Capillary-driven microfluidic device integrating recombinase polymerase amplification for human papillomavirus detection

Abstract

Nucleic acid amplification tests (NAATs) have been widely used in clinical diagnosis. However, current NAATs lack of user-friendly operation, require expensive systems and rely on laboratory-based methods. Here, we present low-cost and easy-to-fabricate capillary-driven microfluidic device for detecting DNA targeting of Human papillomavirus (HPV) type 16. The combination of recombinase polymerase amplification (RPA), reagent mixing, and detection of amplified DNA can be completed in a single microfluidic platform. We made the microfluidic circuit by stacking layers of transparent film and double-sided adhesive film, creating capillary in the gap between two layers of transparent film that drives the flow. The different channel height in each part of microfluidic channel creates push valve that allowed sequential fluid flow to be stopped for RPA reaction for 30 min.

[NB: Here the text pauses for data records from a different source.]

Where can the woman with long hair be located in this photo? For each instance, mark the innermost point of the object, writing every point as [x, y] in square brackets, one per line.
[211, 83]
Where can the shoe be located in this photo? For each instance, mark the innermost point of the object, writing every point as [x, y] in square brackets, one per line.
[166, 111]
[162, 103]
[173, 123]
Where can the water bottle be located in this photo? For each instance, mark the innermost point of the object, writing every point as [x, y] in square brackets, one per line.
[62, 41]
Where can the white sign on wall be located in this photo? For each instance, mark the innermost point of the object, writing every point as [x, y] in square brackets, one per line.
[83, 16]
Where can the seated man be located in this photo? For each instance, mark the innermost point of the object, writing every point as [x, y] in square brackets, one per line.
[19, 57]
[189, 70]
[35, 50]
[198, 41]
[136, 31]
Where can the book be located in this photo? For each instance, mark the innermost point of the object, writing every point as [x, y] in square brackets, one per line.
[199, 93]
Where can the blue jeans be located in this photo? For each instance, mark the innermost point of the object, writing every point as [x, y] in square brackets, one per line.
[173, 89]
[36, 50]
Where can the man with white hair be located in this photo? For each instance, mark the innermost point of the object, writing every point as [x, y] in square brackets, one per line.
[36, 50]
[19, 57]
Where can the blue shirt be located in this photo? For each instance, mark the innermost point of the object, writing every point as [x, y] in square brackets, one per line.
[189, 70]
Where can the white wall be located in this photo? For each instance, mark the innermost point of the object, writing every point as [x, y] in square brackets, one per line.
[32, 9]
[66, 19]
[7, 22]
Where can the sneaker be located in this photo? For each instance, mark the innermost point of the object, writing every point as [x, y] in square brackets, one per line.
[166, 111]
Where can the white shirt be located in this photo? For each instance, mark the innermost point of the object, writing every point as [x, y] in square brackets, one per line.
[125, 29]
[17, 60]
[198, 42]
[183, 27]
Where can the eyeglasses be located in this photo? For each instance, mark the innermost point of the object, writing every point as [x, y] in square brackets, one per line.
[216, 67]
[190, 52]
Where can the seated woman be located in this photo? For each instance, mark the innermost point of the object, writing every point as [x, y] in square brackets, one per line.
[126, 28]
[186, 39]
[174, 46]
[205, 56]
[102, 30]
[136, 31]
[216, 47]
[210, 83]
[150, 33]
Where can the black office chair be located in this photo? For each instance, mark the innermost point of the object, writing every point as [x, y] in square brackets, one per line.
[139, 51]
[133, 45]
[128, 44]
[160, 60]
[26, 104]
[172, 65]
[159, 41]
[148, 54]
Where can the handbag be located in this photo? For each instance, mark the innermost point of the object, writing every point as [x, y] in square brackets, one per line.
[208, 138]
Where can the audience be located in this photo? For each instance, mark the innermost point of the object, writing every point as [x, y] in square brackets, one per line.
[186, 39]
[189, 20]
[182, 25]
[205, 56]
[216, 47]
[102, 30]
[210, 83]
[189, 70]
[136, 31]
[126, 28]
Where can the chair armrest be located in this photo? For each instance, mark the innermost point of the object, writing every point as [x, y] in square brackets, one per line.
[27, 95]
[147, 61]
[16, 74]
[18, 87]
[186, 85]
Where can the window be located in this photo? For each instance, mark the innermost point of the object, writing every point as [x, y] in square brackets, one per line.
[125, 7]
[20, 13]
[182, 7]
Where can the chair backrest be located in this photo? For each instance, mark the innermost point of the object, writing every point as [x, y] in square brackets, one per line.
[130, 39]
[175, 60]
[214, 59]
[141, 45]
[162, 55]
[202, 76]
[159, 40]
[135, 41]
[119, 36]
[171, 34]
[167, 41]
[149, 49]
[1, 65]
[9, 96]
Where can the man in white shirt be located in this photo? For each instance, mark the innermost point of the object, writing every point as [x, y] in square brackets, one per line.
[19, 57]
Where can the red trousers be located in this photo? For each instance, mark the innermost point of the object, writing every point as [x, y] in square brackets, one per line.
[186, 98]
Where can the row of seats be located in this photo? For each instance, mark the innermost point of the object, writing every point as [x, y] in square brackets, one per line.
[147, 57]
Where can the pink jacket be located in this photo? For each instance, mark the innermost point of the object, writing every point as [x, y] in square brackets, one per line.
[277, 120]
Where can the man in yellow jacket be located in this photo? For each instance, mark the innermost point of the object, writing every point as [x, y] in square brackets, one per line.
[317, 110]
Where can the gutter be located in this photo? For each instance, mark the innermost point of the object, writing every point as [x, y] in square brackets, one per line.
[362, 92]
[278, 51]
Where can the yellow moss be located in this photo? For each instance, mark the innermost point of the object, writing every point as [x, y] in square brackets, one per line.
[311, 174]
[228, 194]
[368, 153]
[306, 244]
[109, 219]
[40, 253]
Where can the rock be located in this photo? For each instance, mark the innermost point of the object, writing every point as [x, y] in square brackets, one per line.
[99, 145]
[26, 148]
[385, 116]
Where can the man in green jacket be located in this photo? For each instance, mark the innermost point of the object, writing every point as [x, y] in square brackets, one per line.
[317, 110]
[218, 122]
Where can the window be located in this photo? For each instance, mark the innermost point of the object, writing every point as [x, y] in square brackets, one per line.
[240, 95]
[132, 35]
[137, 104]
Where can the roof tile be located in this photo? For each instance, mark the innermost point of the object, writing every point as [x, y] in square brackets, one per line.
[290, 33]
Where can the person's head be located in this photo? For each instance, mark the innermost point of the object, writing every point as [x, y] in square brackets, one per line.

Users open the valve by pressing it to transfer RPA product into the detection system and automatically mix with SYBR Green I for fluorometric readout. The microfluidic device could detect HPV 16 DNA within the range of 0.002–1.0 ng/μL, with a detection limit of 0.24 pg/μL. The device demonstrated great performance when applied to clinical sample. The innovative device design transforms NAATs development for real-world point-of-care use through streamlined single-device operation.